It has always sounded so sensible and proper: Bible believing Christians should organize and work to elect likeminded political leaders who will implement, or preserve, our values and vision for our secular society. One major expression of that has been that ‘our’ president would nominate and the Senate would confirm Supreme Court justices who would make the ‘right’ decisions.
I’m a retired SBC pastor who bought into this with the Reagan tide of 1980. At a modest level I put out voter guides, preached an occasional sermon that might address the latest outrage du jour, and engaged in a bit of civil religious celebration worship. It took some time but I relinquished the idea of a theocracy some time ago. I’ve seen churches give Sunday worship over to politicians, though I never did so. I’ve been to churches where the cross, our main Christian symbol, was covered up by an American flag for a worship service.
Sisyphus has nothing on politically minded Southern Baptists these days. If you are one, how do you like being immersed in such longrunning, crushing disappointment?
Our hip-connection to the Republican Party has been called a Faustian bargain. I’ve seen the opera. Dr. Faust and a lot of others don’t come out too well.
The Bostock SCOTUS decision has “seismic implications” says our own SBC sort-of-lobbyist, Russell Moore. I don’t disagree. But if this decision was a surprise, one could surely have seen it coming. Our highest court has never strayed much to much from public opinion, would you say? A large majority of Americans favor broad gay and lesbian rights.

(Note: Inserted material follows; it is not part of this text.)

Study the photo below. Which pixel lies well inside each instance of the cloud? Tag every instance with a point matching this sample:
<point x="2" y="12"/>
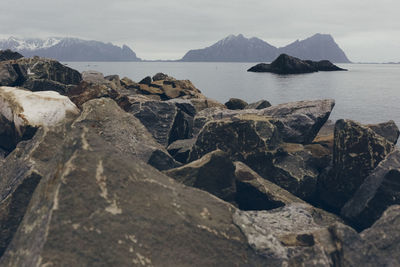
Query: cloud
<point x="167" y="29"/>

Political disappointment should be expected by now. We have had Southern Baptist presidents and vice presidents, at the same time. They weren’t our kind of Southern Baptists. We’ve had control of congress, the Senate, and the Presidency, sometimes all at once. Fourteen of the last eighteen SCOTUS appointments have been made by Republican presidents. Maybe political control is a chimera. We should aim higher, I think.
Nonetheless, the recent decision will energize the ecclesiastical political industrial complex to greater activity, especially fundraising.
But, enough of mythology and politics. What’s an American conservative Christian to do? Maybe put our hope in nothing less than Jesus blood and righteousness.
My ordination and MDiv didn’t make me an expert on matters of constitutional law but, apparently, other reverends feel highly qualified. Feel free, brethren. Just don’t cover the cross up when you have your big Independence Day Worship Political Rally.